By Onofre Costa
It was two men in the news in recent weeks that captured people's attention on the first day of the I Sports and Entertainment International Congress in Portugal's second city, Porto.
Despite the interest in speeches from a number of sports experts - including representatives from European clubs, corporations, marketing companies, UEFA and UEFA EURO 2004™ - the addresses by Carlos Queiroz and Jorge Valdano, coach and sporting director of Real Madrid CF respectively, proved particular highlights in the congress in Porto's former customs building.
Queiroz, who moved to Madrid from his assistant's position at Manchester United FC last week, spoke on the difficulties in coping with the particular pressures of top-level football. "At the beginning of our careers everything looks easy," he said. "It seems that all we have to do is coach and hope to win trophies. But then we realise we have to be experts not only in tactics and football but also in psychology, education, new technologies, public relations, human resources, etc, etc.

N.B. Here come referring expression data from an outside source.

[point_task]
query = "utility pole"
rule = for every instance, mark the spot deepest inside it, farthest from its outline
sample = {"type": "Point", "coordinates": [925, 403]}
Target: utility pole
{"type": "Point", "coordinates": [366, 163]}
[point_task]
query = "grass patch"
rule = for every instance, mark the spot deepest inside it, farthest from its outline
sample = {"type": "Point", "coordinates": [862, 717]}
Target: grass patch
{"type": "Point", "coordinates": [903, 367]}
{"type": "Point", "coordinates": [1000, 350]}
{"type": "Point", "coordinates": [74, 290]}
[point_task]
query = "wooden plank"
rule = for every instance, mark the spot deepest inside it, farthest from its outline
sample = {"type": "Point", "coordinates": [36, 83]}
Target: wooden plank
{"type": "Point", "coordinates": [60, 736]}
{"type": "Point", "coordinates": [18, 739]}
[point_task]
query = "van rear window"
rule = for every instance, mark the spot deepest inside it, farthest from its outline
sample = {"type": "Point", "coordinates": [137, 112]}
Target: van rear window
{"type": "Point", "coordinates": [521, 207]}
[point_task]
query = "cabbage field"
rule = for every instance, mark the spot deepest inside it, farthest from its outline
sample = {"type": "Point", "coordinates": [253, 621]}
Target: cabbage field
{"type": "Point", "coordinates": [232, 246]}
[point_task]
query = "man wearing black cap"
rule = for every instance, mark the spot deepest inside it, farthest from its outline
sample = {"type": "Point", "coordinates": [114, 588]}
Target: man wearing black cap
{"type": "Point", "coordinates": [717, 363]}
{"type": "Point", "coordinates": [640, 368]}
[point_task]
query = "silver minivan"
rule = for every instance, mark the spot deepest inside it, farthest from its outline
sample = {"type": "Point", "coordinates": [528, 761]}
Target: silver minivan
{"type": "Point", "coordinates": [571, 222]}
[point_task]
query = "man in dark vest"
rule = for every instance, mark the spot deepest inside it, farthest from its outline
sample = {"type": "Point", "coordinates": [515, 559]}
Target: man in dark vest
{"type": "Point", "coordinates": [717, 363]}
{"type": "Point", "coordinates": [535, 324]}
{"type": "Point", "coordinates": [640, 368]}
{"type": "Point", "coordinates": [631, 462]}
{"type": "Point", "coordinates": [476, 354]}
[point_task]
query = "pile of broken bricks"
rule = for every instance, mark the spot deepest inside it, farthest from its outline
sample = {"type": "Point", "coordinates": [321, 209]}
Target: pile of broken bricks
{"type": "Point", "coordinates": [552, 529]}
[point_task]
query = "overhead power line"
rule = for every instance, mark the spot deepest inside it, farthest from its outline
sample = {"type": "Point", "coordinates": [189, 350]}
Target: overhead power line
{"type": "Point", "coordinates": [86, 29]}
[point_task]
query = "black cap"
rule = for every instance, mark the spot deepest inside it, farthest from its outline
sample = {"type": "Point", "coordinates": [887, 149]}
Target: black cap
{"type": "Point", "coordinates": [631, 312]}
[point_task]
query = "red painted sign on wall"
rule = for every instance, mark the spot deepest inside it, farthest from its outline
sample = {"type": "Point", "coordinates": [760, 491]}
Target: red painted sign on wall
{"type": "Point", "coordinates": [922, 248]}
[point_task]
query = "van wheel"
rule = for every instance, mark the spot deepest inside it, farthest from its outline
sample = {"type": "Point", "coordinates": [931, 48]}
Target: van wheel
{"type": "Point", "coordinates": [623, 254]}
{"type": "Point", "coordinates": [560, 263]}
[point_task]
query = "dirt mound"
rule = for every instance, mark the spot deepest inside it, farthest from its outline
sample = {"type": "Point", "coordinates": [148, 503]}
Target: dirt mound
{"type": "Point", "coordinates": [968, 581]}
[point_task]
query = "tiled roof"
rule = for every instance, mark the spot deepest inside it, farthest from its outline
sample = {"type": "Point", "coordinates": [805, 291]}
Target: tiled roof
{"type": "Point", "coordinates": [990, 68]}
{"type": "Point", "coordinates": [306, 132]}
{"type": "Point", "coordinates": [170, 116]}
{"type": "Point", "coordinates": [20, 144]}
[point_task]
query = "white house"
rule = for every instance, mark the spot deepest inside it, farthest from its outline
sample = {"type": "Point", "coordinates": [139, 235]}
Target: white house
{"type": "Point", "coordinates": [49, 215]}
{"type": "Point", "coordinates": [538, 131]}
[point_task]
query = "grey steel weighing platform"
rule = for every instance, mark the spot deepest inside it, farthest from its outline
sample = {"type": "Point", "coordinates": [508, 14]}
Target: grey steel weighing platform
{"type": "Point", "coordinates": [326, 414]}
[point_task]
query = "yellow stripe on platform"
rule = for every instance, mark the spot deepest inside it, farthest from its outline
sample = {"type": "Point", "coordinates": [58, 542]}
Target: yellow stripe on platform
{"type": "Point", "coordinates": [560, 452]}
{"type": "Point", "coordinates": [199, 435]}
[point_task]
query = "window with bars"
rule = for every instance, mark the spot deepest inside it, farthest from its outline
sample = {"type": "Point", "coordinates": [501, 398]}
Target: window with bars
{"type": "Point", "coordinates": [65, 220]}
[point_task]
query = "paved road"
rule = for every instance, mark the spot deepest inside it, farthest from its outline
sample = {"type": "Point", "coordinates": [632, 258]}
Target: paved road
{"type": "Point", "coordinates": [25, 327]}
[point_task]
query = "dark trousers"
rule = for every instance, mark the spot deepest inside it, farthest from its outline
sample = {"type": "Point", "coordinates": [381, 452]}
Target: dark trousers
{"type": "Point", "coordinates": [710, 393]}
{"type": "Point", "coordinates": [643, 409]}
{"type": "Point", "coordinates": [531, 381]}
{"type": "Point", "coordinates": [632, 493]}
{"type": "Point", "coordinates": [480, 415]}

People except us to be Supermen."
'Obsessed with victory'
The Portuguese coach also suggested there was more to the game than triumph at all costs. "Our society is obsessed with victory," he said. "All that matters is win, win, win. Sometimes people let go of their ideals and principles in order to achieve victory at any cost and forget what I think are the two most important things in football - the human being and the process we have to go through in order to eventually succeed."
Valdano, on the other hand, called for players to be sheltered from off-the-field pressures such as marketing and public relations. He said: "Football is a very primitive sport regarding rules, the players' mentality and the fans' support. Very few things have changed in these aspects during the last century. On the other hand, football is one of the most modern sports if we think of the development of the activities around football.
I think we have to make sure the pressure from these subsidiary fields does not interfere with the quality of the match. Because that is the most important thing."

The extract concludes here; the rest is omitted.